British anthropologist Robin Dunbar proposed in the 1990’s that there was a cognitive limit to the number of relationships an individual could hold at any one time,  of 150, now known as Dunbar’s number.

However, and it is a huge ‘however’, trust has to be earned over time, it is never just given without thought and an emotional commitment. It is this emotional component of trust that leads to the  depth of emotion when we are let down by someone we trusted, because it is not just a let down, it is a betrayal.

Tuesday’s census was a debacle. It makes absolute sense (no pun intended) to collect the data electronically, unless of course the arrangements made to receive the information are inadequate. Predictably as soon as the servers crashed, the inevitability of which was widely assumed outside the cocoon of Canberra, nobody was prepared to recognise the stuff-up for what it was. The Canberra two-step blame game was in immediate view.

‘Of course it was  not a stuff up, it was the hackers’ is not a defence that allays any of the cynicism of the population, sick to death of the self serving bullshit fed to us in the expectation that we will just keep on believing.

Our so called leaders wonder aloud at the drastic decline of public trust in our institutions over the last 25 years, and I wonder why they are so publicly naive, as few of them are completely stupid.

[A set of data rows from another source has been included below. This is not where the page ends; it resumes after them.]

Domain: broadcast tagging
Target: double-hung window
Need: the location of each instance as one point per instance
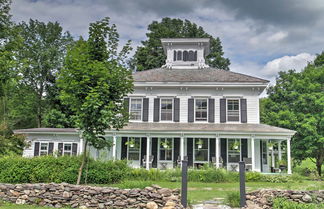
(233, 110)
(166, 148)
(67, 149)
(201, 109)
(166, 109)
(43, 148)
(136, 109)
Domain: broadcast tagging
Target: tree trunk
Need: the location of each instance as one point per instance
(84, 157)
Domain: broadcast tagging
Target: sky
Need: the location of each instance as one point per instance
(260, 37)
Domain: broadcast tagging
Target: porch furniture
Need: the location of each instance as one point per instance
(220, 162)
(151, 158)
(248, 163)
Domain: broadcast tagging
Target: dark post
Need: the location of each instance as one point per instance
(242, 184)
(184, 183)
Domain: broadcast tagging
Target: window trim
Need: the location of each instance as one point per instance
(207, 110)
(139, 152)
(130, 108)
(239, 110)
(172, 110)
(159, 149)
(63, 150)
(194, 151)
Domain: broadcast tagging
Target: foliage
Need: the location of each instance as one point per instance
(59, 169)
(10, 144)
(282, 203)
(233, 199)
(296, 102)
(94, 82)
(151, 54)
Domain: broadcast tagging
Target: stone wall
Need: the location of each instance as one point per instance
(67, 195)
(263, 198)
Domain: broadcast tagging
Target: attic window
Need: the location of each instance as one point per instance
(186, 56)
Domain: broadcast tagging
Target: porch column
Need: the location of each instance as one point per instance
(217, 152)
(288, 156)
(114, 146)
(252, 154)
(182, 148)
(148, 139)
(279, 150)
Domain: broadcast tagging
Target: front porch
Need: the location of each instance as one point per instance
(163, 146)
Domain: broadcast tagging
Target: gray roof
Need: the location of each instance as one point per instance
(170, 127)
(194, 75)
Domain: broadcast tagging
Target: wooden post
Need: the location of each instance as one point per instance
(242, 184)
(184, 183)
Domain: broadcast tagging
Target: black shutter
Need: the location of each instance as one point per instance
(222, 104)
(145, 109)
(243, 111)
(154, 151)
(244, 148)
(50, 148)
(60, 149)
(190, 151)
(74, 149)
(224, 151)
(36, 149)
(176, 151)
(143, 149)
(156, 115)
(212, 149)
(124, 148)
(191, 110)
(176, 115)
(126, 104)
(211, 110)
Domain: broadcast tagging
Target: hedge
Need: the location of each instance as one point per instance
(60, 169)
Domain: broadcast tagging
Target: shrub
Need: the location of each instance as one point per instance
(233, 199)
(282, 203)
(59, 169)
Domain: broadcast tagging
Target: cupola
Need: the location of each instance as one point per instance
(185, 53)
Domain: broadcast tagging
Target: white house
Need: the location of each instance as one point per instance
(185, 109)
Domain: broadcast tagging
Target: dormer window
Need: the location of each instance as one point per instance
(186, 56)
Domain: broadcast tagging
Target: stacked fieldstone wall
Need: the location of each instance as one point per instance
(67, 195)
(263, 198)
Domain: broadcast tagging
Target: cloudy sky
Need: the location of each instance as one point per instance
(260, 37)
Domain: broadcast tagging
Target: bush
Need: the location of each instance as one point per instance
(282, 203)
(59, 169)
(233, 199)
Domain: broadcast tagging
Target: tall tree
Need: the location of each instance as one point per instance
(40, 59)
(151, 54)
(94, 82)
(297, 102)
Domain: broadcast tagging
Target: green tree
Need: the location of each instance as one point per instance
(94, 82)
(151, 54)
(297, 102)
(10, 144)
(40, 58)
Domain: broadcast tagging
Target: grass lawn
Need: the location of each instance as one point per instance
(198, 192)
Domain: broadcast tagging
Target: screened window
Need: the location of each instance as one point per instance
(166, 148)
(233, 110)
(134, 148)
(201, 109)
(201, 149)
(234, 150)
(136, 109)
(166, 109)
(43, 149)
(67, 149)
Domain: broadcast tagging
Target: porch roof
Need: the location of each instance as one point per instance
(208, 127)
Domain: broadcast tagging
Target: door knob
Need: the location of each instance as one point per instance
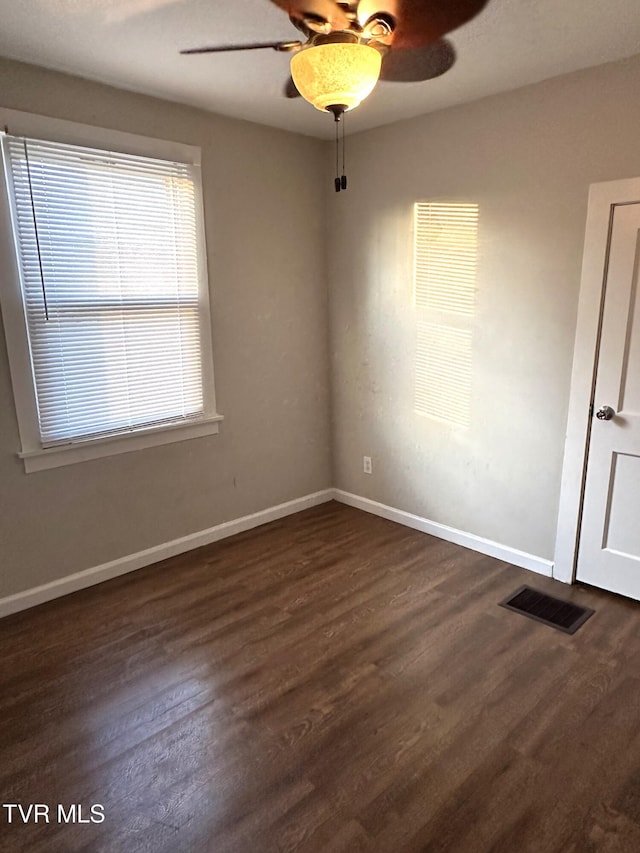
(605, 413)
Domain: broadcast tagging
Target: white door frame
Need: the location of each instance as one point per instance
(603, 199)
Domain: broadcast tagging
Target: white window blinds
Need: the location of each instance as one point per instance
(446, 260)
(108, 251)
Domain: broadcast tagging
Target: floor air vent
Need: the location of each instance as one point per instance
(544, 608)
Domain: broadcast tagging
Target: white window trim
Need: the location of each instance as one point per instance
(36, 458)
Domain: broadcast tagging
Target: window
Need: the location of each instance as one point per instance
(114, 293)
(446, 257)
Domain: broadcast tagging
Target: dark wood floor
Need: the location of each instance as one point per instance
(331, 681)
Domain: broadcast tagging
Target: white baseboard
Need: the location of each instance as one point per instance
(98, 574)
(106, 571)
(451, 534)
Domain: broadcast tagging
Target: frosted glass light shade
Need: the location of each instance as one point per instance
(339, 73)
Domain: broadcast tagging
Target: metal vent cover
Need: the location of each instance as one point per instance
(547, 609)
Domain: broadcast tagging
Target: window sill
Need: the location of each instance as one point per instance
(69, 454)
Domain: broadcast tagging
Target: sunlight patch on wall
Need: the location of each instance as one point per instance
(446, 258)
(443, 373)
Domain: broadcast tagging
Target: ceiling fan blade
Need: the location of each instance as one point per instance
(421, 22)
(291, 90)
(412, 64)
(315, 10)
(258, 45)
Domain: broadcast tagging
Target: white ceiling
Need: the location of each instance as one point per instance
(134, 44)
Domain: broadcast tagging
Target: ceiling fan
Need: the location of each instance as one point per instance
(349, 46)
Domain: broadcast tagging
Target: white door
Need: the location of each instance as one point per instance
(609, 550)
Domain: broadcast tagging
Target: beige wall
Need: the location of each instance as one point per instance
(527, 158)
(263, 204)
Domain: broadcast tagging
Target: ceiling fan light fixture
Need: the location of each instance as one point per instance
(336, 73)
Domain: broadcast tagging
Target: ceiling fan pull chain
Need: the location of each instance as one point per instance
(343, 179)
(337, 181)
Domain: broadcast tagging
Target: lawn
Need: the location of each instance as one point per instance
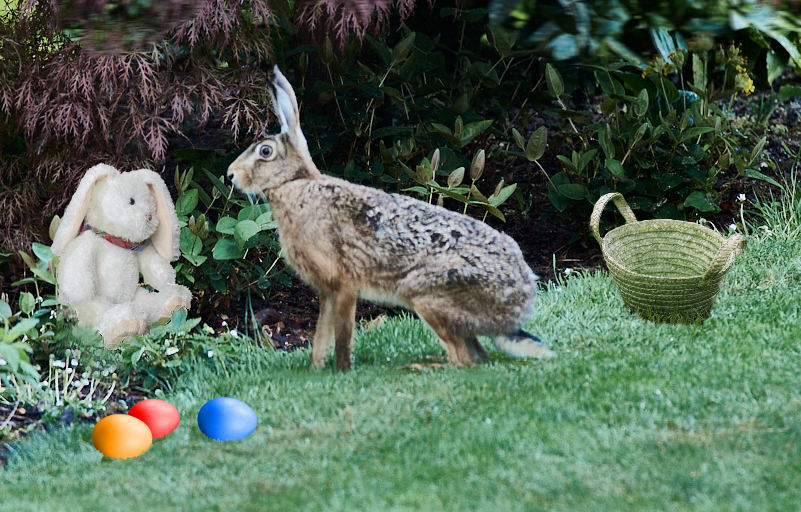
(629, 415)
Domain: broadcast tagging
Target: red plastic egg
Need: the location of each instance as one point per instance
(160, 416)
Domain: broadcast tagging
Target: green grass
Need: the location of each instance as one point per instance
(629, 416)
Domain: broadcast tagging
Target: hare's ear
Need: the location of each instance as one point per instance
(286, 108)
(166, 239)
(73, 216)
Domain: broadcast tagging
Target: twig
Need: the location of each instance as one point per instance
(8, 420)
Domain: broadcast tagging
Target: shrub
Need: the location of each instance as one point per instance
(670, 150)
(63, 109)
(398, 97)
(628, 29)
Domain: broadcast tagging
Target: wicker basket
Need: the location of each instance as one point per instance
(666, 270)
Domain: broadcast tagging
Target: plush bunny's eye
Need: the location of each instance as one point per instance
(267, 152)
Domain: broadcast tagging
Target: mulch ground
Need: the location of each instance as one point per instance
(551, 243)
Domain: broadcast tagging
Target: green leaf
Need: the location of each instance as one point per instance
(503, 195)
(245, 229)
(565, 160)
(615, 167)
(605, 141)
(227, 249)
(560, 178)
(27, 302)
(402, 49)
(45, 275)
(753, 173)
(700, 201)
(186, 202)
(693, 133)
(43, 252)
(554, 81)
(266, 222)
(456, 177)
(757, 150)
(19, 329)
(472, 130)
(573, 191)
(608, 84)
(226, 225)
(5, 310)
(663, 42)
(189, 243)
(493, 210)
(417, 189)
(586, 158)
(641, 106)
(537, 144)
(519, 140)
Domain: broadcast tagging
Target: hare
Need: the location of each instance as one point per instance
(461, 277)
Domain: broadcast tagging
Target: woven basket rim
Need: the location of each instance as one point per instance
(640, 225)
(683, 223)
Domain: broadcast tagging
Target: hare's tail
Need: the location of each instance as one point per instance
(522, 344)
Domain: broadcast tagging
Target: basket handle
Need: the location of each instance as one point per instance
(622, 206)
(733, 247)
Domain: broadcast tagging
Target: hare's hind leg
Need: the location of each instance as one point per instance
(460, 351)
(337, 315)
(475, 348)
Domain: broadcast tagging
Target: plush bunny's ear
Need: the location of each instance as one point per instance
(76, 210)
(286, 108)
(166, 239)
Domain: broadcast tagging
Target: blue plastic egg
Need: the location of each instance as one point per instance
(226, 419)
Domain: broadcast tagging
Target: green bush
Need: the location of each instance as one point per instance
(228, 246)
(670, 150)
(629, 29)
(381, 106)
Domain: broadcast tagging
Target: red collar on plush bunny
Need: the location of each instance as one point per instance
(119, 242)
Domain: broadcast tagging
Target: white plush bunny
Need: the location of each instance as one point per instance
(117, 226)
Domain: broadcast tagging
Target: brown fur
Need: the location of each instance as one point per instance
(460, 276)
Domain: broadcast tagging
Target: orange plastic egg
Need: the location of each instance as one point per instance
(121, 436)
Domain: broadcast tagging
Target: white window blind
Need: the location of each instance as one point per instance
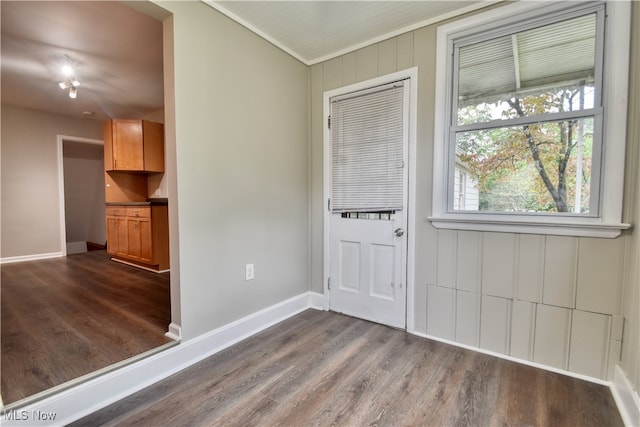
(367, 149)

Trust comes with consistent over-delivery on undertakings. We listen to the words, but it is the actions that really count. It is no different in small groups to the whole community, business and elsewhere, we trust those who do as they say, and say as they do.

Our political institutions in all their manifestations have consistently and significantly over-promised and under-delivered over the last 25 years, and that is the sole reason we do  not trust them, and the census night debacle has been met with a collective sigh of resignation to the inevitable.

Credit to Larry Pickering for  the header cartoon

PS. Two further thoughts that occurred during the day.

  1. How reliable will the data really be? I can hear the blathering now, assuring us that all is well, but where have we heard similar assurances before?
  2. Will those who failed to fill in the forms on Tuesday be fined, or perhaps they will the sue the Bureau of Stats for making false promises? Make false promises in advertisements and public utterings in the private sector and you have the the consumer protection grizzley’s after you.